Bisnis.com, JAKARTA – Pemanfaatan satelit Starlink dinilai harus jelas peruntukannya. Pengamat telekomunikasi khawatir kehadiran satelit Starlink justru mengancam keamanan dan kedaulatan negara.
Direktur Eksekutif ICT Institute Heru Sutadi mengatakan secara teknis untuk bisa memberikan layanan, maka Starlink harus memiliki hak labuh atau landing right di Indonesia dan Indonesia seharusnya juga memiliki hak labuh di negara asal satelit Starlink yaitu Amerika Serikat.
Setelah mengantongi hak labuh, perlu ada izin jaringan tetap tertutup berbasis VSAT yang dipegang oleh Startlink.

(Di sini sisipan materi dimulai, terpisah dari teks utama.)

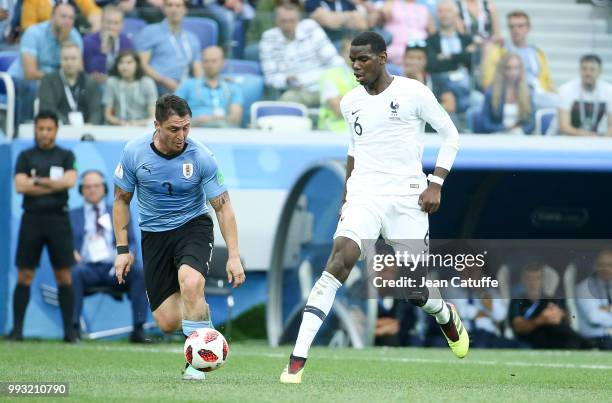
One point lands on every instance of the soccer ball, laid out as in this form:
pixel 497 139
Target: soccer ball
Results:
pixel 206 349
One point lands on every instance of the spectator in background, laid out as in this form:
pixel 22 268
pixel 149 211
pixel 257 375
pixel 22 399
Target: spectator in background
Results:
pixel 228 14
pixel 333 85
pixel 449 55
pixel 69 92
pixel 126 6
pixel 43 174
pixel 7 11
pixel 37 11
pixel 167 51
pixel 415 67
pixel 482 311
pixel 406 21
pixel 585 104
pixel 594 303
pixel 508 105
pixel 263 20
pixel 129 95
pixel 294 54
pixel 540 320
pixel 338 17
pixel 213 101
pixel 39 55
pixel 478 18
pixel 534 60
pixel 101 48
pixel 94 252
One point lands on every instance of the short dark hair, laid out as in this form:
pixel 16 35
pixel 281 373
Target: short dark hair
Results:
pixel 376 42
pixel 61 3
pixel 168 105
pixel 591 57
pixel 519 14
pixel 46 114
pixel 139 70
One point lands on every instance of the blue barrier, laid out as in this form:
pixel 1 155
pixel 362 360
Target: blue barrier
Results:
pixel 545 172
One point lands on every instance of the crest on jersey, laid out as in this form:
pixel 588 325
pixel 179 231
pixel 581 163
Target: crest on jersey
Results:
pixel 187 170
pixel 119 171
pixel 394 105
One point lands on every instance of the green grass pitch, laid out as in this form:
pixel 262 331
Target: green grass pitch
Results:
pixel 118 372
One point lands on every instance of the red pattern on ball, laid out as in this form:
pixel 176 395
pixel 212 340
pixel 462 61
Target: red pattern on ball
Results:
pixel 210 336
pixel 207 355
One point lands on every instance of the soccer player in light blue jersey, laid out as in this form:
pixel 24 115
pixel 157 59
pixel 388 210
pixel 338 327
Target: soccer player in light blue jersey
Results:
pixel 174 177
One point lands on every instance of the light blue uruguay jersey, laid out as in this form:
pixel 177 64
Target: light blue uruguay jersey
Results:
pixel 170 190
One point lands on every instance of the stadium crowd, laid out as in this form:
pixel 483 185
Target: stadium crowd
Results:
pixel 90 64
pixel 536 314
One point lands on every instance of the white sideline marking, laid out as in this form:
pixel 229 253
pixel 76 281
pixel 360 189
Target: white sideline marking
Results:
pixel 173 350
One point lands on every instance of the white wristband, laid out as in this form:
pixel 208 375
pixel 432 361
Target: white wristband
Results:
pixel 435 179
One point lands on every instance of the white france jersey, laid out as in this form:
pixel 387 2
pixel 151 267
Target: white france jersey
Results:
pixel 387 136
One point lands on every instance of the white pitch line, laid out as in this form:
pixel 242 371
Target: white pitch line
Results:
pixel 467 361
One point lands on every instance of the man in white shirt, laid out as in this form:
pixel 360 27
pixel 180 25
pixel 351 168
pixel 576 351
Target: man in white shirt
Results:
pixel 294 54
pixel 386 191
pixel 585 104
pixel 594 302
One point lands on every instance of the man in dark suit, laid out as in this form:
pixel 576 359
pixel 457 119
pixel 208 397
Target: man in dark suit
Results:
pixel 95 253
pixel 70 92
pixel 450 55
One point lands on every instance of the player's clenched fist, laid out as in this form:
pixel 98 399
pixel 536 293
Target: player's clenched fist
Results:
pixel 123 263
pixel 430 199
pixel 235 272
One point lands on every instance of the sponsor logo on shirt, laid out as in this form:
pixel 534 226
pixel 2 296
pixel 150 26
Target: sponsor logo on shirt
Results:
pixel 119 171
pixel 394 105
pixel 187 170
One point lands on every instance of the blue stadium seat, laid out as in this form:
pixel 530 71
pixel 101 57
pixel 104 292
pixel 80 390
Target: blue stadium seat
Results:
pixel 6 58
pixel 252 87
pixel 276 108
pixel 205 29
pixel 236 66
pixel 132 26
pixel 544 119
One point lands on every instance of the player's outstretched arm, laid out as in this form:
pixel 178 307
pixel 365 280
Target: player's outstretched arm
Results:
pixel 431 197
pixel 121 220
pixel 229 230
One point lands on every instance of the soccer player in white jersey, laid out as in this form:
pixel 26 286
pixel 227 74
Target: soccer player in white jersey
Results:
pixel 384 188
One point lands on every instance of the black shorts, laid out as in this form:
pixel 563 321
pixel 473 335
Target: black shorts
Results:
pixel 164 252
pixel 44 229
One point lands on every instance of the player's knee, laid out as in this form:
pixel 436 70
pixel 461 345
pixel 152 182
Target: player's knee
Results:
pixel 63 277
pixel 192 286
pixel 167 323
pixel 337 266
pixel 25 276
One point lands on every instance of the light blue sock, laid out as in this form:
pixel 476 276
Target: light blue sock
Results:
pixel 189 325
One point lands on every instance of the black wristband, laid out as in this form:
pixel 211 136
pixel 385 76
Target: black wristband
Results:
pixel 123 249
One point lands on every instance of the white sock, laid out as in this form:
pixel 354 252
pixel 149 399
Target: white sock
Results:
pixel 438 309
pixel 319 304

Heru menegaskan hal paling penting dari kerja sama yang terjalin nanti adalah tujuan yang jelas mengenai pemanfaatan Startlink di Indonesia.

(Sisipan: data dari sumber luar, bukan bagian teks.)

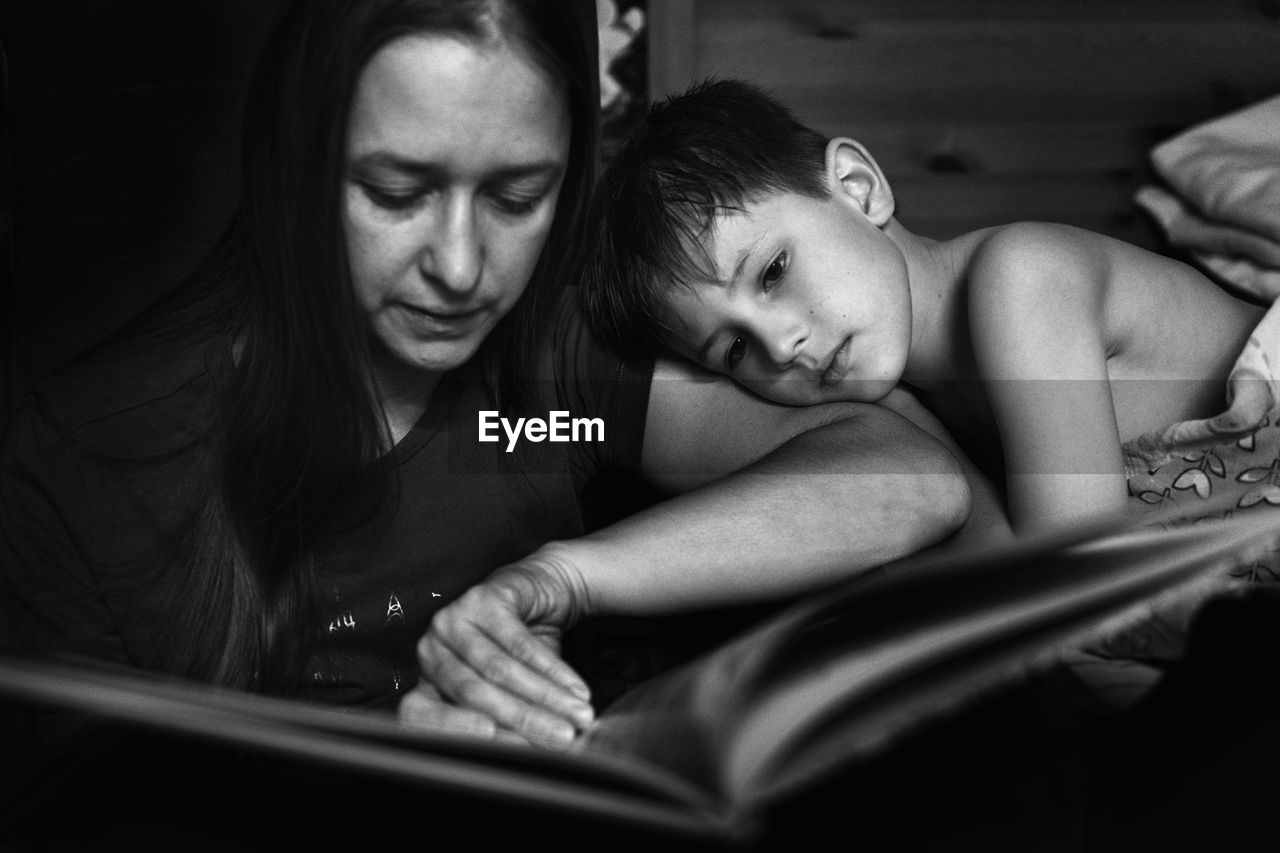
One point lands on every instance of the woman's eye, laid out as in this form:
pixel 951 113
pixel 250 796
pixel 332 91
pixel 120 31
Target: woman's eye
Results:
pixel 515 205
pixel 735 352
pixel 392 199
pixel 775 270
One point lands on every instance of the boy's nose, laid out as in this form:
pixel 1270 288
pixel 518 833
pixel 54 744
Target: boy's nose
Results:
pixel 782 342
pixel 455 255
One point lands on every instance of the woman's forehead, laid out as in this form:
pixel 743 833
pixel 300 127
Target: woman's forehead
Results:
pixel 444 99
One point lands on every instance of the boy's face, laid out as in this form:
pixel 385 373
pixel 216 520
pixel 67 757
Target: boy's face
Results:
pixel 813 302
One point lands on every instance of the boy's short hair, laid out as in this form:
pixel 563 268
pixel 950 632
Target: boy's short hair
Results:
pixel 716 147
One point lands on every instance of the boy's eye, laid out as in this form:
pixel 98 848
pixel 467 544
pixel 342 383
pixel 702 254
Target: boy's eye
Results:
pixel 775 270
pixel 735 352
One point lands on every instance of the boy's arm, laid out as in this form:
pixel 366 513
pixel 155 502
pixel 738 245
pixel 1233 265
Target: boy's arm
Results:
pixel 1036 318
pixel 822 492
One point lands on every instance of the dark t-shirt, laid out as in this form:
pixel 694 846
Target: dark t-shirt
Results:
pixel 104 461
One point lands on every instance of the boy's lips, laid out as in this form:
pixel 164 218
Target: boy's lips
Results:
pixel 837 366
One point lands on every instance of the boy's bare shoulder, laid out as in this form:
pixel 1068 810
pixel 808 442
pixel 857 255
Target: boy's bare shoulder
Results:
pixel 1032 261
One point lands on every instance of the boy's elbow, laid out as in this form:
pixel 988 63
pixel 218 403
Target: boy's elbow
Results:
pixel 937 498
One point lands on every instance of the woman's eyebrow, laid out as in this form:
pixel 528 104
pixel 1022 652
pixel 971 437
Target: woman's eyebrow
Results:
pixel 419 168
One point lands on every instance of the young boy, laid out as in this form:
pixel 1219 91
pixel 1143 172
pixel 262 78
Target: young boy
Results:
pixel 731 235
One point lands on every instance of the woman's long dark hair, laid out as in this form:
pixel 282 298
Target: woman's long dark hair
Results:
pixel 298 422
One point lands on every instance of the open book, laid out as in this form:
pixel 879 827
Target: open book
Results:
pixel 699 752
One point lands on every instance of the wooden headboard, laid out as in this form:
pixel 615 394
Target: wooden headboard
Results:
pixel 983 112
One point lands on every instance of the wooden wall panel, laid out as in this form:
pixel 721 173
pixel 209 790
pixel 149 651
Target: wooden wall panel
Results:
pixel 990 110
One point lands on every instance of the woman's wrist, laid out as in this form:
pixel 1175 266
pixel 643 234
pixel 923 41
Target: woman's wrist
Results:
pixel 553 580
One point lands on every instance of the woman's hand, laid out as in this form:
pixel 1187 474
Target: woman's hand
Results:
pixel 490 661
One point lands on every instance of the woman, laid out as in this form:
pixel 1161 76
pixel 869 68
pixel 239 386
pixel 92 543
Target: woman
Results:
pixel 277 479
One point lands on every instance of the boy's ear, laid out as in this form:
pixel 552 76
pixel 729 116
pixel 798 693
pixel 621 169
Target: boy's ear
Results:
pixel 855 176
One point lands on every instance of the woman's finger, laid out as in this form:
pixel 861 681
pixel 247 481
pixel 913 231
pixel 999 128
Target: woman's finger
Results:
pixel 424 707
pixel 497 611
pixel 536 708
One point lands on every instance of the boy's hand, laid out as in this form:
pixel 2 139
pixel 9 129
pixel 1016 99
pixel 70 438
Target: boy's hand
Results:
pixel 490 661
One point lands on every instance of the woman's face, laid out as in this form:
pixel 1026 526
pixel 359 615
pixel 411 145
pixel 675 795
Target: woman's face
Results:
pixel 455 158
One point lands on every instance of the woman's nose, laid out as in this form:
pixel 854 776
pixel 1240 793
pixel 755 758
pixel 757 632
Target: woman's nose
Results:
pixel 456 254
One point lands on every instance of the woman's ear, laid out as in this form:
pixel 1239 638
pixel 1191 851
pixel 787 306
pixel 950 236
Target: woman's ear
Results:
pixel 855 176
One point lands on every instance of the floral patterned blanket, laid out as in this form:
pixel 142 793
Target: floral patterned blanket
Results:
pixel 1207 469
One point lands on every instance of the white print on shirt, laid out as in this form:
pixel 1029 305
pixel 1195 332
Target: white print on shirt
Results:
pixel 558 427
pixel 394 611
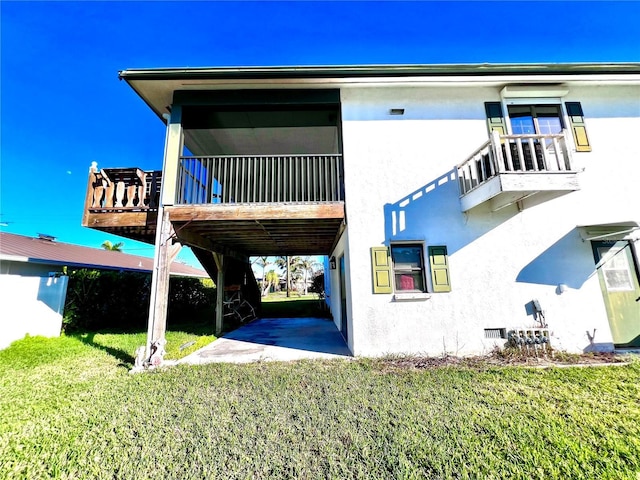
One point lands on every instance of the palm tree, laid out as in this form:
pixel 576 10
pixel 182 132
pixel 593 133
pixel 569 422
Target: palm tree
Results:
pixel 114 247
pixel 287 264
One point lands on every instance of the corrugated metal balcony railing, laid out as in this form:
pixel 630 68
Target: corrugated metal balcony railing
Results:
pixel 260 179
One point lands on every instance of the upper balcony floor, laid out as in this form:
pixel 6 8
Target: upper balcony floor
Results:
pixel 511 168
pixel 257 172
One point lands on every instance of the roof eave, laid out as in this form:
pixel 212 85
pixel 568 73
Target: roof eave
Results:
pixel 357 71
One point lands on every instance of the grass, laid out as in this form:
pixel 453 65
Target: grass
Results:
pixel 70 410
pixel 278 305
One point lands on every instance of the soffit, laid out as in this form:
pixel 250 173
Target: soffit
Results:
pixel 156 86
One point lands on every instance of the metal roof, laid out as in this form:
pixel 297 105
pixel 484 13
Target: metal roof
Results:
pixel 35 250
pixel 355 71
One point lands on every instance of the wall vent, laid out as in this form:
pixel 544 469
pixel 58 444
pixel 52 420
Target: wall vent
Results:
pixel 495 333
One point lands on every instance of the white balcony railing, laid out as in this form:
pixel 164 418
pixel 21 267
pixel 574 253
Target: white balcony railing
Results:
pixel 515 154
pixel 260 179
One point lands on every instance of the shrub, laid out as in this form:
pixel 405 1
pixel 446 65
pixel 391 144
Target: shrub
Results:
pixel 98 300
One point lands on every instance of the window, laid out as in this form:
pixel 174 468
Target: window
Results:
pixel 533 120
pixel 408 268
pixel 405 263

“Jangan sampai pasar Telkom diambil dan mereka membuka lubang keamanan untuk masuk ke Indonesia,” kata Heru, Kamis (14/10/2021).
Adapun mengenai kelebihan dari satelit dengan jenis Low Earth Orbit atau satelit orbit rendah, adalah latensi layanan yang kecil karena letak satelit yang dekat dengan bumi.
Diketahui, pada Mei 2020, SpaceX meluncurkan 60 satelit ‘LEO’ Starlink pertamanya. Dalam uji coba tersebut, Starlink mengorbit di ketinggian sekitar 550 kilometer di atas permukaan bumi. Karakteristik Satelit LEO umumnya mengorbit di ketinggian 300 kilometer-1.500 kilometer.
Jarak ketinggian tersebut jauh berbeda dengan satelit Orbit Geostasioner (GEO) yang ketinggiannya bisa mencapai 35.790 kilometer di atas permukaan bumi.
Dengan jarak yang dekat dengan bumi, latensi satelit Starlink pun lebih rendah diketahui sekitar 20Mbps - 40Mbps. Jauh lebih rendah dibandingkan dengan satelit GEO yang mencapai ratusan milidetik.
Meski demikian, secara cakupan satelit LEO lebih sempit dari GEO, di mana satu satelit GEO dapat melayani seluruh Indonesia. Sementara itu butuh banyak satelit LEO untuk melakukan hal yang sama.
“Untuk cover Indonesia akan butuh banyak satelit LEO,” kata Heru.